O Zen budismo representa Bodhidharma como um homem de aspecto feroz, louco, com uma espessa barba e de olhos muito abertos e penetrantes. Dizem que uma vez, estava praticando zazen, acabou adormecendo, e que ficou tão furioso com isso que cortou seus supercílios e os lançou ao chão. Passados alguns dias, e no lugar em que os havia jogado nascera uma planta. Era a que, mais tarde, daria origem ao chá, o qual permite a uma pessoa manter-se alerta por períodos prolongados. Como o episódio ocorreu numa montanha chamada Ta, nome que também se pronunciava tcha, essa bebida acabou recebendo as denominações de tea, thé, té e chá, cada uma das quais usada numa língua. O chá passou a proporcionar aos monges zen uma proteção contra o sono.

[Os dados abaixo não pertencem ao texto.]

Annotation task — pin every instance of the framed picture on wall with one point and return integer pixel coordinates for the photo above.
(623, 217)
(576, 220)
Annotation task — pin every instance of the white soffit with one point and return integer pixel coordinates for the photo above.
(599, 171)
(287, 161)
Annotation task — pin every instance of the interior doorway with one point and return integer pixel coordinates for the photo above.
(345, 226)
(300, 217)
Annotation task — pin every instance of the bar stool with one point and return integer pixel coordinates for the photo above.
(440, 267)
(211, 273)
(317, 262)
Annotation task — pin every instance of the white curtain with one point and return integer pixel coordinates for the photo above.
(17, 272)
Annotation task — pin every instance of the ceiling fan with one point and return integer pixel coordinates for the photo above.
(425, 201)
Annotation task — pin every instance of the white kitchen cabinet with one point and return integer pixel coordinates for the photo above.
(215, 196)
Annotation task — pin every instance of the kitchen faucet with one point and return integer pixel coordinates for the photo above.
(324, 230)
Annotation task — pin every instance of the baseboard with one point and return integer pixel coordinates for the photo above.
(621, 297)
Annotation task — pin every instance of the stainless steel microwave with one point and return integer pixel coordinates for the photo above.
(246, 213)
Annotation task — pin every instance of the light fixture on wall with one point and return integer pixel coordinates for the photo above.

Outra história afirma que certa vez Bodhidharma se sentou em zazen durante tanto tempo que lhe caíram as pernas. Provém daí o interessante simbolismo dos bonecos japoneses denominados Daruma, que representam o Mestre como um gorducho de pernas cruzadas. Esses bonecos têm um peso em seu interior o qual faz com que, quando deitados abaixo, voltem sempre a ficar em pé (assim como nosso boneco Sempre-em-pé). Acerca do Daruma, um popular poema japonês diz: Cair sete vezes, levantar oito.
Dizem quando Bodhidharma chegou à China carregando uma de suas sandálias na cabeça e levava a outra, normalmente, num dos pés. O imperador Wu de Liang foi recebê-lo e, diante daquilo, sentiu-se constrangido: que espécie de homem era aquele? Esperara há tanto tempo por ele e sempre havia pensado tratar-se de um homem sagrado, um grande santo, um sábio, mas agora Bodhidharma se comportava como um louco.

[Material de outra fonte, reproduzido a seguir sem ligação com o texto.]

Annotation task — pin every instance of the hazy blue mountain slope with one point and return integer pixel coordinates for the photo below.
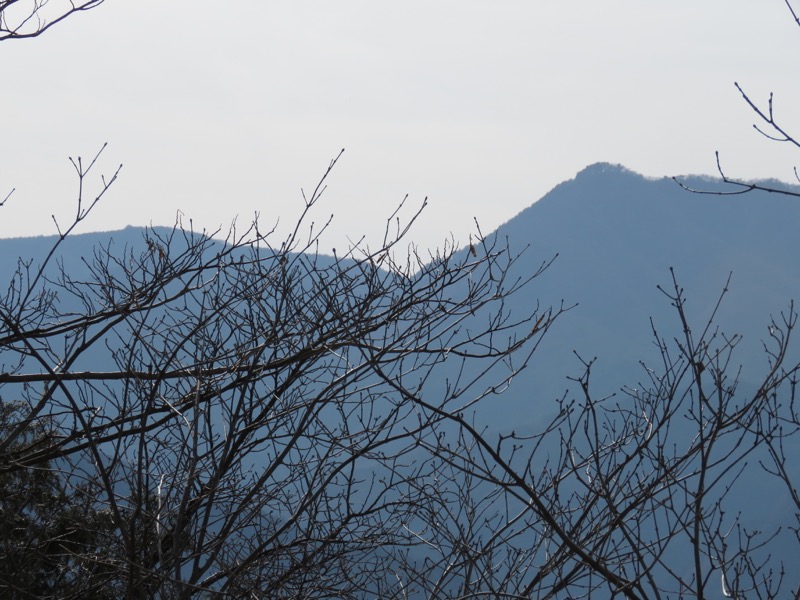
(617, 234)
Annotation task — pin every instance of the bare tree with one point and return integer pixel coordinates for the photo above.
(770, 126)
(253, 418)
(21, 19)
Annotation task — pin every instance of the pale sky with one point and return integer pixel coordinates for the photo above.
(221, 110)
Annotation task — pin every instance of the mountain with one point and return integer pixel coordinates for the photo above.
(617, 236)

O imperador ficou perturbado, inquieto, e na primeira oportunidade perguntou:
– O que está fazendo? O povo está rindo e ri também de mim porque vim recebê-lo. Isso não é maneira de se comportar como um santo!
Bodhidharma respondeu então:
– Mas só aqueles que não são santos comportam-se como santos. E eu sou um santo!
– Não posso entender. Carregando essa sandália em sua cabeça você mais parece um louco!
– Sim, porque tudo o que é superficial é loucura. Você parado aí, por exemplo, como um imperador, com esse manto, essa coroa, esse traje especial, está se comportando como um verdadeiro bobo. E é só para lhe dizer isto que estou carregando esta sandália em minha cabeça. Tudo isso é representação. O real não está nas aparências, na periferia. Olhe para mim, e não para meu corpo!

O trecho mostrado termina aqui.